Dans ce premier angle, le constat est simple : plus la demande engage un droit, plus le risque d’erreur augmente. Un renouvellement d’aide sociale, une inscription scolaire ou une réclamation fiscale ne se traitent pas comme une commande en ligne.

Les collectivités qui maintiennent plusieurs canaux évitent de transformer une difficulté technique en exclusion durable. Selon l’étude commandée par la Métropole de Lyon, les personnes interrogées jugent indispensable de garder des alternatives pour ces cas rares, mais décisifs.

Une agente d’accueil le voit très vite : quand un dossier arrive incomplet, un échange direct débloque souvent ce qu’un portail laisse traîner pendant des semaines. Ce type de micro-situation prouve que la déconnexion partielle peut parfois protéger l’accès aux droits mieux qu’un parcours numérique rigidifié.

À l’échelle d’une mairie, ce n’est pas un simple confort organisationnel, c’est une méthode de sécurité administrative. Cette exigence conduit ensuite à regarder comment les services publics structurent leurs alternatives sans revenir en arrière.

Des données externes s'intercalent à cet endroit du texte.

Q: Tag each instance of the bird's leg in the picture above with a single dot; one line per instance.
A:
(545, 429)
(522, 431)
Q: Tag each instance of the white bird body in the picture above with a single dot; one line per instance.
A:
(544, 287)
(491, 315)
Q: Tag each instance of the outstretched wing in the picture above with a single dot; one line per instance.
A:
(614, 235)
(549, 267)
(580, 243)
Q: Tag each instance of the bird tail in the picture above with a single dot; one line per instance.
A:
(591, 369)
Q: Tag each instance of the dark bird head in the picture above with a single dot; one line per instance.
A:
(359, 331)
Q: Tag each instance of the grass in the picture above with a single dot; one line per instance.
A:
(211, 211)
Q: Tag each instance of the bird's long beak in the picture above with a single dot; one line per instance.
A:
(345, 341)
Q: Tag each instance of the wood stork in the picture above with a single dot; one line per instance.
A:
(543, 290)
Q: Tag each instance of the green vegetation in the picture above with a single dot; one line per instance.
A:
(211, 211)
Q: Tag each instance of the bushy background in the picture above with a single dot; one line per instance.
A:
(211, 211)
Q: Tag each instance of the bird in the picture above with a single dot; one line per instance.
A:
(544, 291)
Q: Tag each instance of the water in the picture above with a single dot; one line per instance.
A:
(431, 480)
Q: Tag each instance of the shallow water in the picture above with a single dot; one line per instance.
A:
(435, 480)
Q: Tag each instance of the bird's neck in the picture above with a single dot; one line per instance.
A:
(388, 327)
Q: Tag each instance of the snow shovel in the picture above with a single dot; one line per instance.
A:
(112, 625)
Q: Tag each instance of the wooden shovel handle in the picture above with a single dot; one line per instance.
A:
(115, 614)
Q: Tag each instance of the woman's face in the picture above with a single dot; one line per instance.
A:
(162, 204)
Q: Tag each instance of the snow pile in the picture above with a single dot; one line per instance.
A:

Des guichets aux courriers, des repères encore efficaces

Ce deuxième point prolonge le précédent, car les canaux classiques ne servent pas seulement à dépanner. Ils offrent aussi un rythme plus humain, une preuve écrite tangible et une possibilité d’accompagnement immédiat.

Le courrier garde sa valeur pour les notifications formelles, tandis que le téléphone rassure quand une situation évolue vite. Dans plusieurs administrations locales, cette combinaison a l’avantage de limiter les malentendus, surtout lorsque le vocabulaire technique masque le sens réel des démarches.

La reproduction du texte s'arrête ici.